Many also credit him with helping to raise consciousness about the toll that large manmade projects can have on ecosystems.
Last year, Chile's government rejected an $8 billion project to dam two of the world's wildest rivers for electricity in Aysen, a mostly roadless region of remote southern Patagonia where rainfall is nearly constant and rivers plunge from Andean glaciers to the Pacific Ocean through green valleys and fjords.
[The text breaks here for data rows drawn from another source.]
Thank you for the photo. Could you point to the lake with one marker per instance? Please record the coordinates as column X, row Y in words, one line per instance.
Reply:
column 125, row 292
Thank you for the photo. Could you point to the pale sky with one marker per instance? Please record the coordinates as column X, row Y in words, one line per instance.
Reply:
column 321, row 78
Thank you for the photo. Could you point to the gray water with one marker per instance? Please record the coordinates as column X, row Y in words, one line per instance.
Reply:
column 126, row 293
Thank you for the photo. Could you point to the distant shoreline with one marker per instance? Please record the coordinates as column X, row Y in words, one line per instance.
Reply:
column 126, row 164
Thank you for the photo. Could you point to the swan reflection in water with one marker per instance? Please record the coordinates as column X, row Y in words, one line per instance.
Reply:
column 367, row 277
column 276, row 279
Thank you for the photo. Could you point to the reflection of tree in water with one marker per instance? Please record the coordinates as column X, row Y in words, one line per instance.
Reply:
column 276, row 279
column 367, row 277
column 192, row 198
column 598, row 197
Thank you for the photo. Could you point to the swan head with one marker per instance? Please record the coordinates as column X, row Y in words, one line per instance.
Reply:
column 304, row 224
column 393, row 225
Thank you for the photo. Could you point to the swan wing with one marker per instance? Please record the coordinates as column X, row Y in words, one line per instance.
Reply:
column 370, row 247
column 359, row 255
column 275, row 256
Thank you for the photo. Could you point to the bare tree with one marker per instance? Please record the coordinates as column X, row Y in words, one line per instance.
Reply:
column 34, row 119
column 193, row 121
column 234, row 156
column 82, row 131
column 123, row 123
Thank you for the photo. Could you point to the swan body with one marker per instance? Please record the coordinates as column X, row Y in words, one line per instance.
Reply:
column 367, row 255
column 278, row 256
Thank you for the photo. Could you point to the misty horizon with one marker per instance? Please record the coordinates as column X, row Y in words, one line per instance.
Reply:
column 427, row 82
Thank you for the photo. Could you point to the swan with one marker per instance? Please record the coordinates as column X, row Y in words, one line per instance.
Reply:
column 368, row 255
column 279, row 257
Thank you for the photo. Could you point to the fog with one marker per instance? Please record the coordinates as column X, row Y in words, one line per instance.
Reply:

The HidroAysen plan would have built more than 100 miles of power lines to supply energy to central Chile. Tompkins and his current wife, Kris, had objected for years to letting the lines cut through the park. The decision was seen as a victory for the couple and other environmentalists, who praised the ruling as a landmark moment.
"For the environmental movement, not just in Chile but internationally, [Tompkins' death] is a huge loss," said Sara Larrain, a longtime friend who leads a Chilean environmental group. "This is somebody who put all his energy, all his fortune and his spirit in preserving ecosystems."
A private memorial ceremony is being planned.